James Wierzbicki / writings

Impressionism

LIKE so many of the sweeping terms that enter into our conversation on the arts, ''impressionism'' began as a pejorative.

Claude Monet, well-represented in the new impressionism show at the St. Louis Art Museum, was probably thinking only positive thoughts when he used a variant of the word in the title of a canvas he produced in 1872. But two years later, when the painting was exhibited in Paris, a reviewer appropriated the word and twisted it into a barb. Monet called his work ''Impression: Sunrise.'' The critic Louis Leroy in turn wrote that Monet was a mere ''impressionist,'' an artist who - possibly shallow-minded, possibly ill-equipped with technique - abandoned the traditional painterly values of detail and clarity for the sake of self-indulgent blurs.

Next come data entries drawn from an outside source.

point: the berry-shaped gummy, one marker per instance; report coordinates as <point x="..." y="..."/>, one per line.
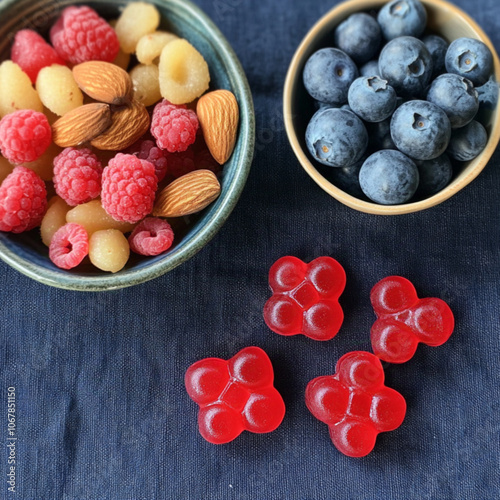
<point x="23" y="200"/>
<point x="151" y="237"/>
<point x="80" y="35"/>
<point x="77" y="175"/>
<point x="33" y="53"/>
<point x="69" y="246"/>
<point x="128" y="188"/>
<point x="235" y="395"/>
<point x="174" y="127"/>
<point x="24" y="136"/>
<point x="305" y="297"/>
<point x="355" y="403"/>
<point x="404" y="320"/>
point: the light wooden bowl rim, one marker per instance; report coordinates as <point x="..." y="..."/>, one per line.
<point x="294" y="79"/>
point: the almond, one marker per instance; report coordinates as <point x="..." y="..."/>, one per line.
<point x="104" y="82"/>
<point x="187" y="194"/>
<point x="218" y="114"/>
<point x="81" y="124"/>
<point x="128" y="125"/>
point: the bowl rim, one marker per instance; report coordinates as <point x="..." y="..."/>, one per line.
<point x="342" y="10"/>
<point x="234" y="189"/>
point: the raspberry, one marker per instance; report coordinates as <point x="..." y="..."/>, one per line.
<point x="77" y="176"/>
<point x="151" y="237"/>
<point x="128" y="188"/>
<point x="33" y="53"/>
<point x="23" y="200"/>
<point x="180" y="164"/>
<point x="174" y="127"/>
<point x="69" y="246"/>
<point x="80" y="35"/>
<point x="24" y="136"/>
<point x="148" y="150"/>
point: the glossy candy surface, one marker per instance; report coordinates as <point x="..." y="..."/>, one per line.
<point x="235" y="395"/>
<point x="355" y="403"/>
<point x="404" y="320"/>
<point x="305" y="297"/>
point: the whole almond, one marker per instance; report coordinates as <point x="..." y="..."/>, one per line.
<point x="187" y="194"/>
<point x="81" y="124"/>
<point x="103" y="81"/>
<point x="218" y="114"/>
<point x="128" y="125"/>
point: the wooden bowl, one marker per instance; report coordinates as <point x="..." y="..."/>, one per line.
<point x="444" y="19"/>
<point x="26" y="252"/>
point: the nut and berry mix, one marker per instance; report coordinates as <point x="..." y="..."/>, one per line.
<point x="108" y="130"/>
<point x="399" y="109"/>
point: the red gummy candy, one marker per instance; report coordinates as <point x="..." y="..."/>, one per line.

More than a decade later, a comparable reprimand introduced the term into musical language. In this case, it was the secretary of France's Academy of Fine Arts doing the scolding, and it was the young composer Claude Debussy who was getting his knuckles rapped. Debussy had won the academy's prestigious Prix de Rome scholarship in 1884, and in 1887 he was applying for it again, this time with an orchestral piece called ''Printemps.'' The piece made for a nice try, the secretary commented in his formal letter of rejection. But it was hardly a work for which the prize could be awarded. ''Monsieur Debussy does not lapse into banality, nor is he platitudinous,'' the secretary wrote. ''On the contrary, he has a pronounced tendency - too pronounced - toward an exploration of the strange. One has the feeling of musical color exaggerated to the point where it causes the composer to forget the importance of precise construction and form. It is to be strongly hoped that he will guard against this vague impressionism, which is one of the most dangerous enemies of truth in works of art.''

Even then, of course, this ''dangerous enemy of truth in art'' was getting the upper hand.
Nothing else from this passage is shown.